What is the best way to sync 20 bd?

A

Andrey Kuzin2021-01-08 09:20:13

PostgreSQL

Andrey Kuzin, 2021-01-08 09:20:13

There are about 20 databases (sql, pg) with data on customer orders (sales). Every second there is a new order in each database. It is required to collect information to calculate all sales to the server (21st). Cron transfer directly from db to db. The algorithm is clear, we use timestamp, we check, we update. BUT! When transferring, information loss is possible.
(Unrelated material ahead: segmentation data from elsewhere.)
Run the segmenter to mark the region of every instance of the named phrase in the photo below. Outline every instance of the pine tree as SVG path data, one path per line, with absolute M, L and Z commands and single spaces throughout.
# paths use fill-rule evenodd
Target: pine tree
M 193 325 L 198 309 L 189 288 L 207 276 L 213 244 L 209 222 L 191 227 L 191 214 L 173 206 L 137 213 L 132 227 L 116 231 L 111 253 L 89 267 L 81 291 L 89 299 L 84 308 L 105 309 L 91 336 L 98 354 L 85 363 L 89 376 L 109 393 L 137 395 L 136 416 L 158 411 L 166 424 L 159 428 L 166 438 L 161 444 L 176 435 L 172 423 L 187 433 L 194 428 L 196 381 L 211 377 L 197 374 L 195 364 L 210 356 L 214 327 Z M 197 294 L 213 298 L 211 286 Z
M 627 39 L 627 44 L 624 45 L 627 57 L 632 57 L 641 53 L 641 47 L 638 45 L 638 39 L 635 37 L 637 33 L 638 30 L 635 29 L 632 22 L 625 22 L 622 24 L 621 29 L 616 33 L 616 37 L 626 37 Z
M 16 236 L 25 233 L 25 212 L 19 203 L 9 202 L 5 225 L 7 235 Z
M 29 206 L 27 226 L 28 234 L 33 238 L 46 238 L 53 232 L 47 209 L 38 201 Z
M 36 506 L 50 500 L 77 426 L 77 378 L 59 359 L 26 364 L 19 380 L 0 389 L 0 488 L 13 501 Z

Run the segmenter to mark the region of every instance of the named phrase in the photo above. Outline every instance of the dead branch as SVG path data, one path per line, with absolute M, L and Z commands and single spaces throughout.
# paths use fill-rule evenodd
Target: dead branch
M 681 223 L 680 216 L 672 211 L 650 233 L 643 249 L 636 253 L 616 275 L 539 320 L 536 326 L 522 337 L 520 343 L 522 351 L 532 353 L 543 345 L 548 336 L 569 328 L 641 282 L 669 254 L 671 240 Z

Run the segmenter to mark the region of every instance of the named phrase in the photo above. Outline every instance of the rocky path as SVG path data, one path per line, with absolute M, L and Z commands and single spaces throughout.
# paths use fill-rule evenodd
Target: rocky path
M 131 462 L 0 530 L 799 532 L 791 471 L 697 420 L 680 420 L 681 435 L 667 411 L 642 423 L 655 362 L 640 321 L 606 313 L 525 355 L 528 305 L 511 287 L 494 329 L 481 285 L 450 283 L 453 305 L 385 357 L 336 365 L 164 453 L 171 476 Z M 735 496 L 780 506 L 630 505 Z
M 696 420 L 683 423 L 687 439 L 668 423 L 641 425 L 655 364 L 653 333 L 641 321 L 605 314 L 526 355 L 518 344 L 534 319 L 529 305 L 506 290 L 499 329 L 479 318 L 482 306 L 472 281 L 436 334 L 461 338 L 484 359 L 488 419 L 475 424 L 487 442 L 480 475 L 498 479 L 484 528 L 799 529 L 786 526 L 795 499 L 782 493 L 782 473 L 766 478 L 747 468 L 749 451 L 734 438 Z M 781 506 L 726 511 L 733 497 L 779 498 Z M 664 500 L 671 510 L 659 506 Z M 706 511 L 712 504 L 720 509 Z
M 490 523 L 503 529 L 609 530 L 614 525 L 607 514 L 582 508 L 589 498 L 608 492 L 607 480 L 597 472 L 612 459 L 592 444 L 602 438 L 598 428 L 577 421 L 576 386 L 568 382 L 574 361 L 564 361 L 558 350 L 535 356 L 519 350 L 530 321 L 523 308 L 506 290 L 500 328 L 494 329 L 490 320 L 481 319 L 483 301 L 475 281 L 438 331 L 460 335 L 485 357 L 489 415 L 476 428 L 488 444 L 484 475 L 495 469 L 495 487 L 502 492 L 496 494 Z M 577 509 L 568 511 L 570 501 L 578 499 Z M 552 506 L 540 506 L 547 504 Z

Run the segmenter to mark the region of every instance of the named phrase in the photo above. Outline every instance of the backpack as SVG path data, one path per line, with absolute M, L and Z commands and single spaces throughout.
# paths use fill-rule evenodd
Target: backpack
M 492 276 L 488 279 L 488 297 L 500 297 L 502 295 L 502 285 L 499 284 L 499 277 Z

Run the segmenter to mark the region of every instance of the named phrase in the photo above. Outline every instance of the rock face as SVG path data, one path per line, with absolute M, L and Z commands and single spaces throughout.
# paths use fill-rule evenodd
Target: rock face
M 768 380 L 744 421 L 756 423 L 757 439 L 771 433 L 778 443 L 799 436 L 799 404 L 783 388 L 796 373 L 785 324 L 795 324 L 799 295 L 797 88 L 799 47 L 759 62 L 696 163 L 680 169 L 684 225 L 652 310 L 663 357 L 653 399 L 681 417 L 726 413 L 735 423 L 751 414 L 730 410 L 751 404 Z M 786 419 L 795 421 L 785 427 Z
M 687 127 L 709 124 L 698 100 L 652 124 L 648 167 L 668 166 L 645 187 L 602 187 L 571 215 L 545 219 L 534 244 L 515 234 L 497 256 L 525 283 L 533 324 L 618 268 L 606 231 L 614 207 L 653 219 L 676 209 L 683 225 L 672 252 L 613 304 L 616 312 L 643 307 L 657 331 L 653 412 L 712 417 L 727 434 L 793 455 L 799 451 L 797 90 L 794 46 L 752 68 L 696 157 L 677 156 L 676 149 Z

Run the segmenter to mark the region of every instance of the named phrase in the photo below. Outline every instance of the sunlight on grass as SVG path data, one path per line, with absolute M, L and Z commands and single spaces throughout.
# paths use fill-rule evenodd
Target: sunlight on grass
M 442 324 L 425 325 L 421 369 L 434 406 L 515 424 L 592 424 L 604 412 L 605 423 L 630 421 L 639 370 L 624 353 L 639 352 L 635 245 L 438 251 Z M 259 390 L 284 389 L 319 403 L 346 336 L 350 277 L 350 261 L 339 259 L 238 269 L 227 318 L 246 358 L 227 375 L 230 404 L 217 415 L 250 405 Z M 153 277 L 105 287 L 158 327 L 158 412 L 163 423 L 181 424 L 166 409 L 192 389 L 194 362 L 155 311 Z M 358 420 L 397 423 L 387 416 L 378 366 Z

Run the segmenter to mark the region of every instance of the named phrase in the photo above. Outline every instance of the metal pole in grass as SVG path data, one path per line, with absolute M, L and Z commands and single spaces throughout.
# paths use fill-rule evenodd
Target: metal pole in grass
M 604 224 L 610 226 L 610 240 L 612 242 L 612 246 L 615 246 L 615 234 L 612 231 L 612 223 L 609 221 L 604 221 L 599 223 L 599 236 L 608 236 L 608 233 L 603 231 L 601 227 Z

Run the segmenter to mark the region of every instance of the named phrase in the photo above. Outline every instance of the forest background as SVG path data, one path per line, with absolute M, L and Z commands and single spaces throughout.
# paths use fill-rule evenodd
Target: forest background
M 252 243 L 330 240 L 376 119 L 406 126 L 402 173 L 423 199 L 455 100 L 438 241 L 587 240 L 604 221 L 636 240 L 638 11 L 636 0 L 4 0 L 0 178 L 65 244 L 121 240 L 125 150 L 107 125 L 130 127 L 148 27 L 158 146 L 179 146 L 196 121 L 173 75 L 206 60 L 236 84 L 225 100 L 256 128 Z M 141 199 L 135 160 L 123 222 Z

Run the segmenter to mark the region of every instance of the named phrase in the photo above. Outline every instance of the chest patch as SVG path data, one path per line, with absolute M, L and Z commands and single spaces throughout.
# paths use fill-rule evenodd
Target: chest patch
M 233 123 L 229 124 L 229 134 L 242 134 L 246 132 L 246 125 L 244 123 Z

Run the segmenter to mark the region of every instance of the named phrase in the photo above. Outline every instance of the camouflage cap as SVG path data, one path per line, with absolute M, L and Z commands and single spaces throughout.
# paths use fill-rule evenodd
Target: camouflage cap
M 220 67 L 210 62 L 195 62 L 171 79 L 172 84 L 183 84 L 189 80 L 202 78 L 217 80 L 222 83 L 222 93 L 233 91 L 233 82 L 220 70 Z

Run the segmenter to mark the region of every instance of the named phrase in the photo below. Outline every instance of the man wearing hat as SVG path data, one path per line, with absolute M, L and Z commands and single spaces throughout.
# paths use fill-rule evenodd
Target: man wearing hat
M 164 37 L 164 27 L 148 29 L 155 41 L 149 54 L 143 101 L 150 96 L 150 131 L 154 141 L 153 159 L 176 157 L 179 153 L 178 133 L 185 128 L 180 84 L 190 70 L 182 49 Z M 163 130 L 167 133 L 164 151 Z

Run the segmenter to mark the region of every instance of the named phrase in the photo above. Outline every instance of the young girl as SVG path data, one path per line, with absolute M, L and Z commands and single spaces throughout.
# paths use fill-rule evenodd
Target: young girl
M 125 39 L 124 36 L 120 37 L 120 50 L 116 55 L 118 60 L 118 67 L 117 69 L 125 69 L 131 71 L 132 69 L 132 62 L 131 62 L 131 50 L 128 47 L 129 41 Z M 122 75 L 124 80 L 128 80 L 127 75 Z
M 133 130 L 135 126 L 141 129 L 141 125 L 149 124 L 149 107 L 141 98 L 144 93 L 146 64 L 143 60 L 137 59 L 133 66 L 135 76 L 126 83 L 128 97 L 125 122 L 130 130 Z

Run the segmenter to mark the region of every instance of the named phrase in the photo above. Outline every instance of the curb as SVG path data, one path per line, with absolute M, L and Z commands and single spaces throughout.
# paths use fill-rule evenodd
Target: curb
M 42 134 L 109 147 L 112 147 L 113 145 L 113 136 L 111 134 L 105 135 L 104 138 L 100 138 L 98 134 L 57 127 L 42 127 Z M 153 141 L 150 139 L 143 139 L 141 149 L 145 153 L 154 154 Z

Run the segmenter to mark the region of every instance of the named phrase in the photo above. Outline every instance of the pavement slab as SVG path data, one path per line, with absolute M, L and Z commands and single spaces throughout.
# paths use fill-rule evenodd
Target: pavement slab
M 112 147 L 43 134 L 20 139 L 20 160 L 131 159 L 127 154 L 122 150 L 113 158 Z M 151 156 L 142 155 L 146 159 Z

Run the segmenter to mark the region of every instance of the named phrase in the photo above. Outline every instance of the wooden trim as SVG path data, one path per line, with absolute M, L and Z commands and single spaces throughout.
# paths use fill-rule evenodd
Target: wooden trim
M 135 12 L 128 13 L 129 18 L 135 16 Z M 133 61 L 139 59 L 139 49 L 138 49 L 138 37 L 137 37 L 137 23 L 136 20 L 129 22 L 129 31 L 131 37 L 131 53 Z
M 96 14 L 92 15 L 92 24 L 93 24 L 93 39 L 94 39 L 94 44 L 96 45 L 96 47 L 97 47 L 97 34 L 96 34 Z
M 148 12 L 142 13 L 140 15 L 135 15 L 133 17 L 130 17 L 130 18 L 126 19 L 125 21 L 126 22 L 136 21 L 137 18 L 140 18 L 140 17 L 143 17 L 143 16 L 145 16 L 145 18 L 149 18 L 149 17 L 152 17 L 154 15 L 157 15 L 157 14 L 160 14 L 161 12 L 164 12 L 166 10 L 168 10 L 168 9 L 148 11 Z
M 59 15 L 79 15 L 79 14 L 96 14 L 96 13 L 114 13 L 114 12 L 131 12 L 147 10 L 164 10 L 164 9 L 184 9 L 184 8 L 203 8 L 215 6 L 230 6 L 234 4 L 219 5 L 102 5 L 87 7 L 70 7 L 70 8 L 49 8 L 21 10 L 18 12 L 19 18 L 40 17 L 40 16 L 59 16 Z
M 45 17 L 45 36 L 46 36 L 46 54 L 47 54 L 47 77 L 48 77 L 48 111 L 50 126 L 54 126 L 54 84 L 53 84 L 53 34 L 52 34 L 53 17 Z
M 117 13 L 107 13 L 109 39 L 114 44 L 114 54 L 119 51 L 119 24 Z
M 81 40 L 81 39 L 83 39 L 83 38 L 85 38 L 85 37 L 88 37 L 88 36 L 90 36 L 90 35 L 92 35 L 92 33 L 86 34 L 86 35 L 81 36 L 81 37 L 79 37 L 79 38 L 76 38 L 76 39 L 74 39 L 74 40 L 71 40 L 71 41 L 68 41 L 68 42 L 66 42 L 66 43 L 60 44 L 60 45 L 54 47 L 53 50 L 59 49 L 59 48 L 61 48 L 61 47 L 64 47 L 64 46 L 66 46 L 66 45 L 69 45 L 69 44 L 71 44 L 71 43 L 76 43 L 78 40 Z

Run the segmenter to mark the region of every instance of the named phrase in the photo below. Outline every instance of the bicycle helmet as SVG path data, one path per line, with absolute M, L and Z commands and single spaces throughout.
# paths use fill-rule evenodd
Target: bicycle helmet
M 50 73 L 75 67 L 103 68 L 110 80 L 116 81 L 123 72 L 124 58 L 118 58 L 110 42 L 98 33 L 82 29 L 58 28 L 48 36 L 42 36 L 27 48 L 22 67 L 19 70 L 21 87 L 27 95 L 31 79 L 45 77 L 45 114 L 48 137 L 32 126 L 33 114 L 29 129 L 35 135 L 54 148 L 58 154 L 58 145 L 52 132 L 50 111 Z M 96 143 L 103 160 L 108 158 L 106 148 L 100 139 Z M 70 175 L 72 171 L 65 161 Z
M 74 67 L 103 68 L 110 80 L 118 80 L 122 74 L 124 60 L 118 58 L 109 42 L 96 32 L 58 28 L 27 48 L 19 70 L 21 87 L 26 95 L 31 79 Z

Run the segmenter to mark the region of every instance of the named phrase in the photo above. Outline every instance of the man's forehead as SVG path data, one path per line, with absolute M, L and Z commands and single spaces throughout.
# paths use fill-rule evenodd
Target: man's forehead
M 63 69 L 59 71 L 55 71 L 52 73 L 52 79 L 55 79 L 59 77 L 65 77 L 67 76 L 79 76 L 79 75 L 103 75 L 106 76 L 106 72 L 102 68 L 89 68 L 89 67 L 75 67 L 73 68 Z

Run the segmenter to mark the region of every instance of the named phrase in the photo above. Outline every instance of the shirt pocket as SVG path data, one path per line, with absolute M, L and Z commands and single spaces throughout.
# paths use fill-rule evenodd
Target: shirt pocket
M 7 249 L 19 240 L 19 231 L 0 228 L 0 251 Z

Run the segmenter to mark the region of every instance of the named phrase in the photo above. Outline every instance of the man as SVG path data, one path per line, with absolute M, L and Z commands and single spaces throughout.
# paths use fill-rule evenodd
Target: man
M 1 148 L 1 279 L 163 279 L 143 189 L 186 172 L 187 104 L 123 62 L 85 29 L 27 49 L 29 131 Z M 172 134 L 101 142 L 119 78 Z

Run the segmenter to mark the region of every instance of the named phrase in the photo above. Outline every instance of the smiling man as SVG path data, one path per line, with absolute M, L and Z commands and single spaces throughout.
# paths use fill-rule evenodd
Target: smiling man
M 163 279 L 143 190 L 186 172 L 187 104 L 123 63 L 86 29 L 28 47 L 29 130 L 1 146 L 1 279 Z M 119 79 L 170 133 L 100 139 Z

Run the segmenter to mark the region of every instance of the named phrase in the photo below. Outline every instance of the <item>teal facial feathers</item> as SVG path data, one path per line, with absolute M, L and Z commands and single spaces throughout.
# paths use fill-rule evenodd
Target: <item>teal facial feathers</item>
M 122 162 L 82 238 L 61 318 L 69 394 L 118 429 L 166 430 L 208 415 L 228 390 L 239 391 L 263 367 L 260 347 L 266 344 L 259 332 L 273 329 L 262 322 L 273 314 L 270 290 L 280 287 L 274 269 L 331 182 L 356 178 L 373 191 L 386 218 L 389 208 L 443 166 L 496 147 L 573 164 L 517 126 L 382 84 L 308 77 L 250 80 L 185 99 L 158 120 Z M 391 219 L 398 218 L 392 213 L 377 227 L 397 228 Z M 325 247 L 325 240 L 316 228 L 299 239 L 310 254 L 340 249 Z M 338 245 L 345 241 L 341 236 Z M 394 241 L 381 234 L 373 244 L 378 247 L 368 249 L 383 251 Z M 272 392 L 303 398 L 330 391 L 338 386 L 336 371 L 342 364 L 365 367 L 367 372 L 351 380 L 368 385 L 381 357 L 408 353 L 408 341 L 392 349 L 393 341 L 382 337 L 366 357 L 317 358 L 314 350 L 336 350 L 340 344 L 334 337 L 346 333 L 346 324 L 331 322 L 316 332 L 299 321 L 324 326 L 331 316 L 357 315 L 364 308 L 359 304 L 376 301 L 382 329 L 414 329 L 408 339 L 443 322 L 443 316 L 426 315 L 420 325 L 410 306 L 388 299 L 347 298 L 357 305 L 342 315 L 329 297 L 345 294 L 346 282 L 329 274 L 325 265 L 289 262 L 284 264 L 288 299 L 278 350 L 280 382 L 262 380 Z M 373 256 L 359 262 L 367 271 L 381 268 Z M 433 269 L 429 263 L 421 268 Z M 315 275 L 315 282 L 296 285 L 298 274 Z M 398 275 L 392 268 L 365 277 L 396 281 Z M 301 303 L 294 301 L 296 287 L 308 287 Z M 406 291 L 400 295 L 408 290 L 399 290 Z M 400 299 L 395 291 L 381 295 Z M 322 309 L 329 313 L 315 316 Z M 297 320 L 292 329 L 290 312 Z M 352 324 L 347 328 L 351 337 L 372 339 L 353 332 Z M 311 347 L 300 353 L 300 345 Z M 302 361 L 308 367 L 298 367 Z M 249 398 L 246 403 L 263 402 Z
It is necessary to check whether all the data has been downloaded. In case of data loss, send a message. The question is, can I arrange a check through an intermediate file? Will it give speed/reliability? How to properly build architecture?

Reply

Answer the question

In order to leave comments, you need to log in

3 answer(s)

G

galaxy, 2021-01-08
@galaxy

I would set up logical replication of the required table(s)
. postgres can't replicate to a table with a different name. That is, you get something like:
DB1 (schema1.table) -> DB21 (schema1.table)
DB2 (schema2.table) -> DB21 (schema2.table)
DB3 (schema2.table) -> DB21 (schema3.table) )
...
Further already unite the data in DB21 from schemaN.table as it is necessary to you. It is possible (like... to tell the truth did not check) to make tables schemaN.table partitions of the general table, for example. Or organize a materialized view.
You can also connect tables with DB1-20 through a foreign data wrapper and transfer data from them (here your task is to write a script / query so that nothing is lost and does not slow down).
This, of course, is all provided that your databases can connect to each other.

M

Miron, 2021-01-08
@Miron11

The data synchronization architecture is actually contained in the data structures of the leading DBMS creators. A great example to follow is SQL Server.
It, starting from version 2008 or 2012, has the option of reverse checking the page of the file storing data - the sum of multiple truncated values from 8 fields. If the function and value differ, the page is declared corrupted, after which the mechanism is activated that loads a copy of the same page from the machine where this page is "healthy".
How to split the data in the table into blocks / pages, which function is better for counting and how to communicate between databases, these are probably the parameters that you can suggest. If you are interested in this approach, please write to make a complete solution.

S

Slava Rozhnev, 2021-01-08
@rozhnev

There is an option to use Kafka. In each of the 20 databases, a plugin is installed that publishes all data changes to Kafka. In Kafka, using KSQL, data streams are combined into one and the already combined resulting stream is written to the resulting database.